The examples go on and on, touching seemingly every sport from biathlon to luge. So far, no international sport body has publicly (issued) a warning regarding 3D-printed equipment—it seems all is fair game as long as the improvement in performance isn’t too obvious or drastic. Given that 3D printing will only become more affordable in the future, maybe IFs consider the playing field level enough as long as nothing turns into a proverbial wood versus metal-level mismatch.
Combatting Technology Doping
But should sports equipment continue to get lighter, stronger, and more customized to the point that it’s creating an unfair advantage, how could tech doping be shorted?
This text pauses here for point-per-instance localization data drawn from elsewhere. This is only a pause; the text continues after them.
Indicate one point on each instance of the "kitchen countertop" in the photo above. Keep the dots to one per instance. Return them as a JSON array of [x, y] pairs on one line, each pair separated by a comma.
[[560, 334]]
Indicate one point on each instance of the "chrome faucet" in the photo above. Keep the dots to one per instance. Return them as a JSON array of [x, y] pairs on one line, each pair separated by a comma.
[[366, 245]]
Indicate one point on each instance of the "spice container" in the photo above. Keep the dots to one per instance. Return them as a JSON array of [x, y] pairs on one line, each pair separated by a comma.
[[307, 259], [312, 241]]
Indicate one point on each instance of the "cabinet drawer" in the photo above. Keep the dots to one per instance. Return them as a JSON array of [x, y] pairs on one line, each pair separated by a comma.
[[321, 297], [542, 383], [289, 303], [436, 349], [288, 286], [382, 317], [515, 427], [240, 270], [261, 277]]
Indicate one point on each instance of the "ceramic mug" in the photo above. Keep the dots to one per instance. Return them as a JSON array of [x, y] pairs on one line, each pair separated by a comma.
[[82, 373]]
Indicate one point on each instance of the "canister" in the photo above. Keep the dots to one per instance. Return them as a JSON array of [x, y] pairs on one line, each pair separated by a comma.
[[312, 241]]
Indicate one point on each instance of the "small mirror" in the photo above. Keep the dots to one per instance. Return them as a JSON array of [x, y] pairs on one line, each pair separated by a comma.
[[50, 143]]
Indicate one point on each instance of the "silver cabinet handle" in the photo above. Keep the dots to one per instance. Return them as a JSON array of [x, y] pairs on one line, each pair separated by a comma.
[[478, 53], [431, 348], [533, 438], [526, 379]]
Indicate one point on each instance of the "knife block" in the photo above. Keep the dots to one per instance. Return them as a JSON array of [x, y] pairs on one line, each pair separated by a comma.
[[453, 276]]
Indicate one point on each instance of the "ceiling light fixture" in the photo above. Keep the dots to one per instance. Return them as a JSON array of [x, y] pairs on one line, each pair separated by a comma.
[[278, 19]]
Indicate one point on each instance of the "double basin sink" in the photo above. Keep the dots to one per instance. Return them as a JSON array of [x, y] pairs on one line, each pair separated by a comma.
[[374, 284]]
It seems unlikely WADA would add a section to the Code blanket-banning 3D printing, as it would be at odds with its ‘one-size fits all’ approach to policing regular doping. It’s more likely that individual sports will continue to monitor performance as it pertains to their particular sports on a case-by-base basis. A new version of The Code is set to be released in 2021, but currently there’s no indication 3D printing or similar technology is on the table for inclusion.
Should a printing breakthrough become a literal gamechanger, equipment inspections could become mandatory before a game or competition, or done randomly afterward ala urine and blood testing. This would be no job for an ordinary official, and might require a new specifically trained one that knows his polyester from his polypropylene. Counter-technology that can tell “legally-produced” equipment from prohibited technology might also be something sport organizations seek to have developed, undoubtedly signaling the beginning of another giant cat and mouse game akin to the one that policing regular doping already is.
In the end, it will be a human judgment call about which technologies allow athletes to get too far ahead, and which are fair game.